Hi @BruceXcluding , do you know anywhere i can check the server logs about why it failed? Already set --log-level debug --log-level-http debug --log-requests, but with no luck.
@c-mart I also built with the v0.4.3-rocm630 version and seeing >2x results improvement over the v0.4.2 version. The original "config not found" issue also seems to be resolved, appreciate the work of the SGLang team!
Are the lmsysorg images built from the same process and Dockerfile or a different one? We are getting reports from our customers that they are getting garbled text from the prebuilt images, but building images locally seems to be working fine
cc @HaiShaw
Thanks all for the updates, I too was able to get roughly double the performance after building a new container image from the main branch.

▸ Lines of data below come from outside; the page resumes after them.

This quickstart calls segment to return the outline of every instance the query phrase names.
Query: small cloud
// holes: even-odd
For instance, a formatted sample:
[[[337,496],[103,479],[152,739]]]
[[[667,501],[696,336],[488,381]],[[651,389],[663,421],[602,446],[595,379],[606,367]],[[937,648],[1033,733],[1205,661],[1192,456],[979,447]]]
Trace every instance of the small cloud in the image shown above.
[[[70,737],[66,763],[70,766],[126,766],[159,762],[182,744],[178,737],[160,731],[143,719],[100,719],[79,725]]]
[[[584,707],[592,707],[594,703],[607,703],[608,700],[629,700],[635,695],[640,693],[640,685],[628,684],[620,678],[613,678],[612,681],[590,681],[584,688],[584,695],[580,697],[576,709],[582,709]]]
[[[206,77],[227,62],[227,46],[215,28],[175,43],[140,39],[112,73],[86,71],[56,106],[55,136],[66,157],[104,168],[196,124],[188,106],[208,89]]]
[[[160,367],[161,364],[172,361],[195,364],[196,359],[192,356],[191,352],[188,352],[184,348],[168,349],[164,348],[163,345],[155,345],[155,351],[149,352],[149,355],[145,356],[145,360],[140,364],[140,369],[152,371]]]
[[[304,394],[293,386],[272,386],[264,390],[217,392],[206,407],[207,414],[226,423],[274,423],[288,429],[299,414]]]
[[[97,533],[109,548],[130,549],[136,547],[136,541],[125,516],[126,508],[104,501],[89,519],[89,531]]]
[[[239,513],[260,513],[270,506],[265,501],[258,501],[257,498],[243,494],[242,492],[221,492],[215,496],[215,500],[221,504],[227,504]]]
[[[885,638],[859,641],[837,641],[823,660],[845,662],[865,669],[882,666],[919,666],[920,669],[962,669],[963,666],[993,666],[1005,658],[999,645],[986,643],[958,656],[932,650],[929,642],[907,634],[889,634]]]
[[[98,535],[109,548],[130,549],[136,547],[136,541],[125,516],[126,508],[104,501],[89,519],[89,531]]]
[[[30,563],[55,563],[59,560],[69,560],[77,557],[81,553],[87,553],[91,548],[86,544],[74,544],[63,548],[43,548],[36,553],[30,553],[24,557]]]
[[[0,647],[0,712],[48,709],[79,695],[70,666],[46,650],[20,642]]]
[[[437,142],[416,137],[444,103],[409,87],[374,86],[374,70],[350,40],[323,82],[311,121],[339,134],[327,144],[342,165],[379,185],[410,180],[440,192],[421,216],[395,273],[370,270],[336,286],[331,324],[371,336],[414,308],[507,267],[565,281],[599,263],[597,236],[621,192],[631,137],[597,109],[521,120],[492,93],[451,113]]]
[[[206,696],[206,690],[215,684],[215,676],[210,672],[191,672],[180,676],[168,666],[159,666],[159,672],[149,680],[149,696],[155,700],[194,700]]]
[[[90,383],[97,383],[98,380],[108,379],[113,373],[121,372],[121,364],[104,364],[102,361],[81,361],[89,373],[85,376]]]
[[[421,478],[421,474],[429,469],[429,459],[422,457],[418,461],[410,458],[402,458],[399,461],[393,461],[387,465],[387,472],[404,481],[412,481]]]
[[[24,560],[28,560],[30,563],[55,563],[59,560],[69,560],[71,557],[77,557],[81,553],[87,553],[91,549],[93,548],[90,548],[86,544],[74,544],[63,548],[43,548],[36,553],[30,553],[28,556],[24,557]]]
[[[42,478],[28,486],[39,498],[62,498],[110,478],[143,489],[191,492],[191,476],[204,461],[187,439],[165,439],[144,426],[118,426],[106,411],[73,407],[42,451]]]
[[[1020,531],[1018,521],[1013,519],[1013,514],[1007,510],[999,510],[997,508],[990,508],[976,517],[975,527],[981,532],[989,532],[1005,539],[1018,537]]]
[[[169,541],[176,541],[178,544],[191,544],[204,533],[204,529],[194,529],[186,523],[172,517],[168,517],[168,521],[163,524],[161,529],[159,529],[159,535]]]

However, because I'm running on Azure, I also ran into the AMD_Instinct_MI300X -> AMD_Instinct_MI300X_VF file name issue. Would it be possible to create symlinks for those files in the relevant directories in the container or source? I believe they are all in /sgl-workspace/sglang/python/sglang/srt/layers/quantization/configs/ and /sgl-workspace/sglang/python/srt/layers/moe/fused_moe_triton/configs/.
This issue has been automatically closed due to inactivity. Please feel free to reopen it if needed.